The thing I find difficult (or puzzling) is the geotrack.  Initially
it must cover the globe down to the level of cities (deeper later).  I
don't know yet where all that geodata will come from.  (Do we enter it
ourselves?  Do we reuse an existing database?)  Altogether, the
geotrack is likely to be fairly expensive (like the vote track), but
(like the vote track) it'll be useful for other things too, not just
talk lighting.

Talk lighting might fail, e.g. because it's too flashy (as you say).
But we can probably afford to experiment with it because (itself) it
isn't expensive.

So I had this tasked for my next job.  But lately I've been thinking
the Metagov intro banner is a higer priority.  We have an opportunity
there and should probably move on it ASAP.  Right?  (I wanted to talk
about this, but I need to find a new headset first.  My old one died.)

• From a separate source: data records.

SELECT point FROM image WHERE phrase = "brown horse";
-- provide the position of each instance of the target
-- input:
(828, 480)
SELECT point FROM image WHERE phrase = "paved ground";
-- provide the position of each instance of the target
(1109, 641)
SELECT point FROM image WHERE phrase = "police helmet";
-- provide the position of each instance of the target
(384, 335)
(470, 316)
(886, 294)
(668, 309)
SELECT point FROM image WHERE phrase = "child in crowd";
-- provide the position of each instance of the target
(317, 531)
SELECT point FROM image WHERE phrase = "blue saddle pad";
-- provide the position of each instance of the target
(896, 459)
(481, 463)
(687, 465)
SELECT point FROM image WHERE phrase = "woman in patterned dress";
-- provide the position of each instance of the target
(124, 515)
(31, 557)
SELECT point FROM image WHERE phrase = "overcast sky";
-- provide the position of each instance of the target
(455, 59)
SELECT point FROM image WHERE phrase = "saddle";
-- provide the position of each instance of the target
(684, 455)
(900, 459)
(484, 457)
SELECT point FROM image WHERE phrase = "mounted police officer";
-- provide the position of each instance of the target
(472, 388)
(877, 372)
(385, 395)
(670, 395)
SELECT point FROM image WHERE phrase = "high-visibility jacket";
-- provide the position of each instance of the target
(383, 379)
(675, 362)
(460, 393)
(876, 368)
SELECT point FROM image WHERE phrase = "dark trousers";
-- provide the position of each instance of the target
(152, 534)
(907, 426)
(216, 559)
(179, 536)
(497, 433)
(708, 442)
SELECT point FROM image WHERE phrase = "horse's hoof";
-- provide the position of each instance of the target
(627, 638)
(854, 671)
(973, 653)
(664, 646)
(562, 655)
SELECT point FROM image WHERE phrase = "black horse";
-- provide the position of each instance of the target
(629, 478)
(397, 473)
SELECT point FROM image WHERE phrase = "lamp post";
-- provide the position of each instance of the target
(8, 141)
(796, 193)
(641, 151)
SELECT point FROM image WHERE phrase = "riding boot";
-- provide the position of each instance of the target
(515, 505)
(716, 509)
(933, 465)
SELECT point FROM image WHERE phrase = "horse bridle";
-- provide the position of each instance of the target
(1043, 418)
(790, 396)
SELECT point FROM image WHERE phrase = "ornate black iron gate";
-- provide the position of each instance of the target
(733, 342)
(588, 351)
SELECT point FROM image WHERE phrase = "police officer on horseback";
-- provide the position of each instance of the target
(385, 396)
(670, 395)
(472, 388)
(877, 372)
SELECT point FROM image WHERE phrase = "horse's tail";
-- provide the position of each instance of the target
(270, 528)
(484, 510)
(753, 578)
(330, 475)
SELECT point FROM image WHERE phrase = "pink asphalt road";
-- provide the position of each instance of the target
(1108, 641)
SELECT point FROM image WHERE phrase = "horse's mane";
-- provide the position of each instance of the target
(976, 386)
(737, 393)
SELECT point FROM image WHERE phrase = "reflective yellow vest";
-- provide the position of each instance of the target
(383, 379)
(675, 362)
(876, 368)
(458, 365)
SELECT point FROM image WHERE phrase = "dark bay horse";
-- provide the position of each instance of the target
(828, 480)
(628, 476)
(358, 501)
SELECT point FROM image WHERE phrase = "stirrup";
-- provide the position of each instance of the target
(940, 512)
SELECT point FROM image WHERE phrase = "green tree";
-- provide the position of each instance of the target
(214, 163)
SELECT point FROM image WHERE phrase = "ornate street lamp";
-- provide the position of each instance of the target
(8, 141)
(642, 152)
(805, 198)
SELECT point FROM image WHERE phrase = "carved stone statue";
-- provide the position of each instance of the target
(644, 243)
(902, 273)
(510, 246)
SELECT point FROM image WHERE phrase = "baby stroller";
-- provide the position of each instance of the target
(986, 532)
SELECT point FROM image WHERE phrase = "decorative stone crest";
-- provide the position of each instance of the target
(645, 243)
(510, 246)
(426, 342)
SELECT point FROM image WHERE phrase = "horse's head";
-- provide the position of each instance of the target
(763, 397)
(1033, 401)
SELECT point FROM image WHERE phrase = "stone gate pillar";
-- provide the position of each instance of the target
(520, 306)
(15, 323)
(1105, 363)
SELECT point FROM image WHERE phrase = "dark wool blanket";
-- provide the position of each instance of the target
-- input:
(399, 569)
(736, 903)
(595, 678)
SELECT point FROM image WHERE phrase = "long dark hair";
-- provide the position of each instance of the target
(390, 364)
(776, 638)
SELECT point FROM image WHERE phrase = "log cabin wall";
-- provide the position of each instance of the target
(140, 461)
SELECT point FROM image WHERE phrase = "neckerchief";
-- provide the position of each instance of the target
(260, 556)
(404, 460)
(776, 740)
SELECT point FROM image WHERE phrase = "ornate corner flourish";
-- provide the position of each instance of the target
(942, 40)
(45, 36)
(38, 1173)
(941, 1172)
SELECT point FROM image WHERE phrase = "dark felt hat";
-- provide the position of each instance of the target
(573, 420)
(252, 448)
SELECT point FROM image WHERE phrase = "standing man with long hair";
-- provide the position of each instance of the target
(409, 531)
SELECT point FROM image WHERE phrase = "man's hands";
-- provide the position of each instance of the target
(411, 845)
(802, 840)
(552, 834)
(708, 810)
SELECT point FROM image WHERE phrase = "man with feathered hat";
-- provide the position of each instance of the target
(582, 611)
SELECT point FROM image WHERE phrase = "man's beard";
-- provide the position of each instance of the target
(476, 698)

> > (2) Another problem is to reveal the talk track's internal
> > information in useful ways.  Maybe the acid test for this is to
> > quickly find a given message in the track, like we can find a poll
> > in the poll track.  Then we'd know the information is shining
> > through.
> 
> Can you anchor a certain voter and let all messages related to him
> light up? That would make searching for messages quite easy.

I think it already does that for actor, poll and combinations of the
two (position).

I hit a bug when testing the actor filtering.  Crossing user pages,
the first user is carried over to the second user's page.  (That's my
own bug, so I'll fix that.)

> > (3) We're poorly connected to discussion media, the best of which
> > aren't web based.  Our diff URLs are good rope bridges for some
> > media, but they only work at the exit.  We put a welcome mat at
> > the entrance, but it's actually hard to get in. ...
> 
> Well, private mails and voice are somehow not in the interest of
> your voters and their voters etc., because of their
> intransparency. So there is a draw to public lists and forums, isn't
> it?

Yes, but even public lists are mail based.  Most have web archives,
but that's not where subscribers read the messages.  They read them in
mail readers (like Thunderbird).  But mail readers don't normally run
live software (e.g. JavaScript) like web browsers do, so we can't push
a Votorola UI into a mail message as easily as into a web page.  All
we can push is a diff URL.  (Thankfully we can do at least that much!)
Doing more would require coding an extension for each brand of mail
reader (Thunderbird, Eudora, Mutt, G-mail, etc) to run our UI.  We can
eventually do that (also for phones, desktops, and such), but it's too
expensive for starters.  So we have:

   * Voice and mail networks (good for discussion)
   * Web networks (good for drafting and starter UI)

Our aim is to support discussion but our support UI runs on the web.
But that's good enough for starters.